In the face of rocketing housing costs and rising public discontent, the Chinese government has been pushing to establish a public housing program to provide opportunities for ordinary citizens to buy homes.
In a not unfamiliar twist, a recent audit of the program shows that it is also providing opportunities for government officials and their associates to convert public assets into personal gain.
During 2012 China spent approximately RMB 880 billion on affordable housing, and according to a report by the National Audit Office which was published last week, about RMB 5.8 billion of these funds were misappropriated.
The report revealed that funds for 360 affordable housing projects were used by local governments to pay back debts or make investments in other projects. There were also more outright cases of graft with many families receiving multiple homes (China’s policy is to restrict households to one home in most areas), leasing out of whole projects by governments, and the more traditional embezzlement.
China’s affordable housing program was launched to provide opportunities for ordinary citizens to purchase their own homes in the face of the country’s sky-rocketing real estate prices.

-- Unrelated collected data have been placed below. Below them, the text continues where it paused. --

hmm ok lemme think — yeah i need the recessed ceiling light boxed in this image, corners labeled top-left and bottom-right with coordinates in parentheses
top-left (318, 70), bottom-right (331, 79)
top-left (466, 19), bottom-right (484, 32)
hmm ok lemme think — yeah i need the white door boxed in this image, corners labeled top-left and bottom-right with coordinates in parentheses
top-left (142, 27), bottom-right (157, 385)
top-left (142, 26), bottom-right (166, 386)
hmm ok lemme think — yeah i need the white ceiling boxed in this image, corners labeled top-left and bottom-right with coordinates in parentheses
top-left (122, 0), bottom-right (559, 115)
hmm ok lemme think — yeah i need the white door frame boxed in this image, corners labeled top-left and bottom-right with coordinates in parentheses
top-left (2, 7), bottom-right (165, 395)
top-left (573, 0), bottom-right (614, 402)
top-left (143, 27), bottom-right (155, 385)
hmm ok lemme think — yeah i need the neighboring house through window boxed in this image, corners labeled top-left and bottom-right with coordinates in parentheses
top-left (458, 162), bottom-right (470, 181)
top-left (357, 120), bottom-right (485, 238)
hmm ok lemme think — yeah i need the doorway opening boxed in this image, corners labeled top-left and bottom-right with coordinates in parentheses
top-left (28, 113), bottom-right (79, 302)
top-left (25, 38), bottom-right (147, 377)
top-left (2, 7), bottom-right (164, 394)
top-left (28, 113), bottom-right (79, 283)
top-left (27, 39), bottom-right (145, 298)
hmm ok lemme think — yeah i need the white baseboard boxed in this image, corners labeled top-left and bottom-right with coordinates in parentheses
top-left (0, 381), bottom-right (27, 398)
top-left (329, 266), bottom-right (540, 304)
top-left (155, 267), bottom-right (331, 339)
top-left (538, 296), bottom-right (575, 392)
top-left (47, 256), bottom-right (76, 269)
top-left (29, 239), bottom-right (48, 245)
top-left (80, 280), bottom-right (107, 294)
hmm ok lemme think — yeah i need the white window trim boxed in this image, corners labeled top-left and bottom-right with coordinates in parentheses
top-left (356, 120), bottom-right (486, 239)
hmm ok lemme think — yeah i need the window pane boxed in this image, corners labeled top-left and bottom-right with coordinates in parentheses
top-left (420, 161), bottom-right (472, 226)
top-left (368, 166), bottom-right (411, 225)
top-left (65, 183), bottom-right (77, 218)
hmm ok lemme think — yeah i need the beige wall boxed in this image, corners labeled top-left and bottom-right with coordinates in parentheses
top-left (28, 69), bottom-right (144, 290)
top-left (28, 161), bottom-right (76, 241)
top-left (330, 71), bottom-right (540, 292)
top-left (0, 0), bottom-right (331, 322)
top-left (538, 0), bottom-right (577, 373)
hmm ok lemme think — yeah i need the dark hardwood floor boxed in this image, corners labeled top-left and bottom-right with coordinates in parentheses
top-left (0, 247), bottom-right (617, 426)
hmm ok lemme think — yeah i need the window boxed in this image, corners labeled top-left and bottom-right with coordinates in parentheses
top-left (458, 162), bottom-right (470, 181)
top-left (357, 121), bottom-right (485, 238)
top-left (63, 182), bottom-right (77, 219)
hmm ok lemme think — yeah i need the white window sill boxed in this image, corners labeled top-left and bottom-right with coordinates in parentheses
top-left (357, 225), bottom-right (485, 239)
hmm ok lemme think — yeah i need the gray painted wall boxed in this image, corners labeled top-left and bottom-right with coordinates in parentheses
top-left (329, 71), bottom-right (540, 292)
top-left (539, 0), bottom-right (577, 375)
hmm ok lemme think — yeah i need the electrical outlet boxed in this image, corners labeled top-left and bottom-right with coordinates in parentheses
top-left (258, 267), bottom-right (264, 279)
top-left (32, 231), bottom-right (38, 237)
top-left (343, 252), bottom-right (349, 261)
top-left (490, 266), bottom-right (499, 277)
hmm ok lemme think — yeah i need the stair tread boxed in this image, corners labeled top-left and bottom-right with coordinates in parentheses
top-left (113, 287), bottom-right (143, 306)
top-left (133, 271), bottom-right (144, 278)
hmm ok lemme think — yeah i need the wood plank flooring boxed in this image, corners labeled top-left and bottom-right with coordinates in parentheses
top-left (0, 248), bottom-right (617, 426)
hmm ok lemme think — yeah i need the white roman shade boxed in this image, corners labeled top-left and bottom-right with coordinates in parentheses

As speculation in real estate has driven home prices beyond the reach of many wage earners, the government has been facing increasing discontent from the public.
In February last year when Li was still vice premier, he asked the public to monitor the affordable housing program to ensure that the benefits were distributed in an equitable manner. Evidently, the Audit Office is also watching the RMB 412.9 billion that was directly invested by the government in the program, as well as the RMB 466.8 billion that was provided through bank loans, bonds and other sources.
China built 5.9 million new affordable houses for 9.53 million low-income families in 2012. However, the report showed that 108,400 households who received housing under the program did not qualify for subsidized homes, and 11,300 families managed to receive multiple houses.
In addition to the naughty householders, local governments got involved in the graft more directly by leasing out 34 projects (instead of selling them to families), and nearly RMB 5.8 billion was directly embezzled by local officials
And the graft found in the report may be an understatement.
In an interview with Bloomberg, Jinsong Du, a Hong Kong-based property analyst at Credit Suisse Group AG, said, “If there’s any surprise it should be that it’s so small,” Du said of the abuses. “This is probably a deflated number.”